In der nächsten Woche startet im Kanton Aargau wieder die Schule nach den Sommerferien. Da sich aber gerade an Feriendestinationen das Coronavirus – und allen voran die Delta-Mutation – erneut stark verbreitet hat, ist die Gefahr gross, dass Kinder und Jugendliche zum Schuljahresbeginn auch das Coronavirus mit in die Klasse bringen und so zu einem Anstieg der Infektionen unter den grösstenteils ungeimpften Schülern führen.

Ziel und Idee wäre es daher gewesen, grossangelegte Massenspucktests durchzuführen, um Infektionsketten schnell und gezielt unterbinden zu können. Da dies im Kanton Aargau auf den Semesterbeginn jedoch nicht funktionieren wird, fordert der Aargauischer Lehrerverband die Wiedereinführung der Maskenpflicht auf Stufe Sekundarschule 2 bis die Durchführung von Massentests wieder möglich ist, sagt Manfred Dubach, Geschäftsführer des Aargauischer Lehrerverbands.

Bei der Forderung des Lehrerverbands handelt es sich um eine Übergangslösung, da Spucktests Schweizweit frühestens ab Mitte August verfügbar sein werden. Zur Verzögerung kommt es, weil dringend benötigte Materialien für die Vollständigkeit der Testkits fehlen.

Keine «triftigen Gründe» für Maskenpflicht an Schulen gegeben

Der Kanton Aargau erteilt der Forderungen der Lehrerinnen und Lehrer derweil eine Abfuhr. Man wollte nichts von einer Maskenpflicht an Schulen auf Sekundarstufe 2 wissen, erläutert Simone Strub, Leiterin Kommunikation Departement Bildung, Kultur und Sport (BKS): «Für die Wiedereinführung der Maskenpflicht an Aargauer Schulen müssten triftige Gründe gegeben sein, die auf eine spezielle Situation hinweisen würden.»

Die steigenden Corona-Infektionszahlen gepaart mit der sich immer weiter verbreitenden Delta-Mutation, den aus den Ferien zurückkommenden Kindern und das Fehlen einer Möglichkeit zur Durchführen von Massentests seien für den Kanton Aargau keine triftigen Gründe, so das BKS. Unterstützung erhält das Bildungsdepartement etwa von SVP-Grossrat Daniel Aebi.

Für ihn sei klar, dass die Schule kein Pandemietreiber sei: «Andere Massnahmen mit anderen Sachen genügen. Masken braucht es nicht.» Die Schutzmasken könnten auch allfällige Quarantäne-Massnahmen für einzelne Schüler oder ganze Klassen nicht verhindern. Zu Ansteckungen komme es so oder so, erklärt Aebi weiter.
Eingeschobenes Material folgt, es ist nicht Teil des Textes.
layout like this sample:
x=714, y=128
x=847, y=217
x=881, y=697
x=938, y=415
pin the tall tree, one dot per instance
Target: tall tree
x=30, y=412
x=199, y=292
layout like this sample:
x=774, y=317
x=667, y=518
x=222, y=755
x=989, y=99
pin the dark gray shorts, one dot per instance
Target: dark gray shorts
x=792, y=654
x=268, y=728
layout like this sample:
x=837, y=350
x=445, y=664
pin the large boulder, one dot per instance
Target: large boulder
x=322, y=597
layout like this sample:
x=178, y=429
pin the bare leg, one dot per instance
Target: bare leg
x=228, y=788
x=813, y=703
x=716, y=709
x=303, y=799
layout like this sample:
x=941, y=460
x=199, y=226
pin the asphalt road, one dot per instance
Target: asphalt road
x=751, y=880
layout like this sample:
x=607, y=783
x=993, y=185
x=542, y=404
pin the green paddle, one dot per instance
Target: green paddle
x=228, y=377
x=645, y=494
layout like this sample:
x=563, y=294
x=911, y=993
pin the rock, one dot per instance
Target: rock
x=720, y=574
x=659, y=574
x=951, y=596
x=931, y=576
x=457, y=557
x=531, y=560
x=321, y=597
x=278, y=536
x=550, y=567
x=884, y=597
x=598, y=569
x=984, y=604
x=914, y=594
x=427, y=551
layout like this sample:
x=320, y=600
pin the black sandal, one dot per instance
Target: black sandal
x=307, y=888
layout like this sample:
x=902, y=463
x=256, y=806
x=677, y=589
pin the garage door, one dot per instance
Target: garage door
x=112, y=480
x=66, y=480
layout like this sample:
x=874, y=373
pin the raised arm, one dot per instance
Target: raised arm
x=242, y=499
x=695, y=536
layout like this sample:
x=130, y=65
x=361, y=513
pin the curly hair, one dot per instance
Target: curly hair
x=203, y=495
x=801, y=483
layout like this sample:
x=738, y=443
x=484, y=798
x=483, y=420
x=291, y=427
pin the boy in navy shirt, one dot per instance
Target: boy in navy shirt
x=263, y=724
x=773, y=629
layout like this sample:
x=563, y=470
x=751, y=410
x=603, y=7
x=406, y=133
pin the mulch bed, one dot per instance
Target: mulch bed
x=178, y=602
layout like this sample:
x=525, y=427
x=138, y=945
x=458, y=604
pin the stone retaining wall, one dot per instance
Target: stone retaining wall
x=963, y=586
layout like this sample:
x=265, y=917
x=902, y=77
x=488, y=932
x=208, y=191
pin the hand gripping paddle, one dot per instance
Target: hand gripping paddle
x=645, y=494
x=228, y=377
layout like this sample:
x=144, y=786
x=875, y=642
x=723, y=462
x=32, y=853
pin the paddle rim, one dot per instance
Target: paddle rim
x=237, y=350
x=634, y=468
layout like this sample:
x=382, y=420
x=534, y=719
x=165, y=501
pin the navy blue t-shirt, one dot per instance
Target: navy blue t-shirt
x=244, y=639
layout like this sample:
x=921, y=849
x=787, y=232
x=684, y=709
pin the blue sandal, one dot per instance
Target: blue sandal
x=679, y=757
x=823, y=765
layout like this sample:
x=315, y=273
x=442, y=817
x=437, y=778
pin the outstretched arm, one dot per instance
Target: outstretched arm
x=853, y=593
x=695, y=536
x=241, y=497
«Müssen wohl ganze Klassen wieder schliessen»

Beim Aargauischen Lehrerverband, der von der Situation am meisten betroffen ist, stossen die Ausführungen des Kantons auf Unverständnis. Man sehe nicht nur die Gesundheit der Schüler, sondern sogar den Präsenzunterricht in Gefahr, warnt Manfred Dubach.

«Das Problem ist doch, dass es gerade bei Schülern im etwas ‹höheren Alter›, etwa auf der Stufe Sekundarschule 2, vermehrt zu Infektionen kommt.» Die Gefahr sei daher sehr real, dass wieder ganze Klassen geschlossen werden und temporär auf Fernunterricht umgestellt werden müsse.

Für Lehrerinnen und Lehrer gilt die bedingte Maskenpflicht indes weiterhin. Können Lehrpersonen Mindestabstände nicht einhalten, sind sie vom Kanton dazu verpflichtet, eine Maske im Unterricht zu tragen. (kca)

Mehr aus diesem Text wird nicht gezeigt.